Ilustración: Alba L. Giménez |
Me siento y coso -una tarea banal, en apariencia,
sobre ella mis manos se afanan, sobre ella cae mi cabeza
bajo el peso de inquietantes visiones -
el arsenal de la guerra, los hombres en sus marchas solemnes,
todos con rostros de acero, y una severa mirada al frente que trasciende
en conocimiento a esas almas inferiores cuyos ojos ni han visto la Muerte
ni han aprendido que la vida no es más que un suspiro.
Con todo, yo debo sentarme y coser.
Me siento y coso, mientras mi corazón se desgarra de deseo,
y vuelve esa marcha terrible, las fieras descargas de fuego
devastando los campos y convirtiendo en una forma retorcida y grotesca
lo que fuera un hombre en otro tiempo. Mi compasiva alma se eleva
implorando a gritos, con el único anhelo de ir en pos
de ese holocausto infernal, de esos campos de aflicción.
Sin embargo, debo sentarme y coser.
Esta nimia labor sin objeto, este inútil remiendo…

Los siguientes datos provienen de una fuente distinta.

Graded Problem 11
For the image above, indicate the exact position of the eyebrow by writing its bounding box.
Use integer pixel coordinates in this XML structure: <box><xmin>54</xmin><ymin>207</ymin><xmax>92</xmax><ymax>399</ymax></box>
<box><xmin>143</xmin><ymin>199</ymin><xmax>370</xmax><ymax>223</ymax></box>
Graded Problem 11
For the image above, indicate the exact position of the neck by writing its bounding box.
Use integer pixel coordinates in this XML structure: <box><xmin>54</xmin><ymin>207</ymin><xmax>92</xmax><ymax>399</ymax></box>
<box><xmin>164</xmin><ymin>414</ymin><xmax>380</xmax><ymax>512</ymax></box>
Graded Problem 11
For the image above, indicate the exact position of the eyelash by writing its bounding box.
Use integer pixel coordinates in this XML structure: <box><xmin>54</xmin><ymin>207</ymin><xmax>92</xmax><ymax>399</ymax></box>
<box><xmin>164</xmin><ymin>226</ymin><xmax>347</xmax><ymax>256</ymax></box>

¿Por qué he de soñar yo aquí, a salvo en mi hacienda, bajo techo,
cuando ellos yacen empapados de barro y lluvia,
pronunciando a duras penas mi nombre, en el avance y en la caída?
¡Tú me necesitas, Cristo! No es una rosada quimera
lo que persigo como destino – esta hermosa y fútil costura
es justo lo que me anula-. Dios, ¿debo sentarme y coser?